Warnings (e.g. unsupported parameters) are available on the warnings property.

ts
import { openai } from '@ai-sdk/openai';
import { experimental_transcribe as transcribe } from 'ai';
import { readFile } from 'fs/promises';

const transcript = await transcribe({
  model: openai.transcription('whisper-1'),
  audio: await readFile('audio.mp3'),
});

const warnings = transcript.warnings;

Error Handling

When transcribe cannot generate a valid transcript, it throws a AI_NoTranscriptGeneratedError.

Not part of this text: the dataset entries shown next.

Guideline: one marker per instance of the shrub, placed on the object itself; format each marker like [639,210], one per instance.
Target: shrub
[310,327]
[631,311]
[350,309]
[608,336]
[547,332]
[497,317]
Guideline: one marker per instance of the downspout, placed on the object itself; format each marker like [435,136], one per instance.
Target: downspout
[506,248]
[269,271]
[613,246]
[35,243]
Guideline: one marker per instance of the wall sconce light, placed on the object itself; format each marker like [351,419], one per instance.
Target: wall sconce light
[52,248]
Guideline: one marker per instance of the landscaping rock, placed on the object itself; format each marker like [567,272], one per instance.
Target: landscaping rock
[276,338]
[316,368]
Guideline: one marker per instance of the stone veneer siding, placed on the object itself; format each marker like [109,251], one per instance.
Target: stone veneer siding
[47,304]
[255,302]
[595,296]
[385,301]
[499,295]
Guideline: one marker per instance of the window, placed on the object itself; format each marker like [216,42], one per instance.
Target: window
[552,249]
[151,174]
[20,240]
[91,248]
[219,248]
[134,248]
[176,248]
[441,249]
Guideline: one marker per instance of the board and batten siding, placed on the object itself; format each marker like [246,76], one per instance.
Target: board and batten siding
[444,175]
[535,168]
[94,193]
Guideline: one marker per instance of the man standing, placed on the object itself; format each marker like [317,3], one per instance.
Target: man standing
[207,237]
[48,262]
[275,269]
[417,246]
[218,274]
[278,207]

This error can arise for any of the following reasons:

  • The model failed to generate a response
  • The model generated a response that could not be parsed

The error preserves the following information to help you log the issue:

  • responses: Metadata about the transcription model responses, including timestamp, model, and headers.
  • cause: The cause of the error. You can use this for more detailed error handling.
ts
import {
  experimental_transcribe as transcribe,
  NoTranscriptGeneratedError,
} from 'ai';
import { openai } from '@ai-sdk/openai';
import { readFile } from 'fs/promises';

try {
  await transcribe({
    model: openai.transcription('whisper-1'),
    audio: await readFile('audio.mp3'),
  });
} catch (error) {
  if (NoTranscriptGeneratedError.isInstance(error)) {
    console.log('NoTranscriptGeneratedError');
    console.log('Cause:', error.cause);
    console.log('Responses:', error.responses);
  }
}

Transcription Models

ProviderModel
OpenAIwhisper-1
OpenAIgpt-4o-transcribe
OpenAIgpt-4o-mini-transcribe
ElevenLabsscribe_v1
ElevenLabsscribe_v1_experimental
Groqwhisper-large-v3-turbo
Groqwhisper-large-v3
Azure OpenAIwhisper-1
Azure OpenAIgpt-4o-transcribe
Azure OpenAIgpt-4o-mini-transcribe
Rev.aimachine
Rev.ailow_cost
Rev.aifusion
Deepgrambase (+ variants)
Deepgramenhanced (+ variants)
Deepgramnova (+ variants)
Deepgramnova-2 (+ variants)
Deepgramnova-3 (+ variants)
Gladiadefault
AssemblyAIbest
AssemblyAInano
Falwhisper
Falwizper

Above are a small subset of the transcription models supported by the AI SDK providers. For more, see the respective provider documentation.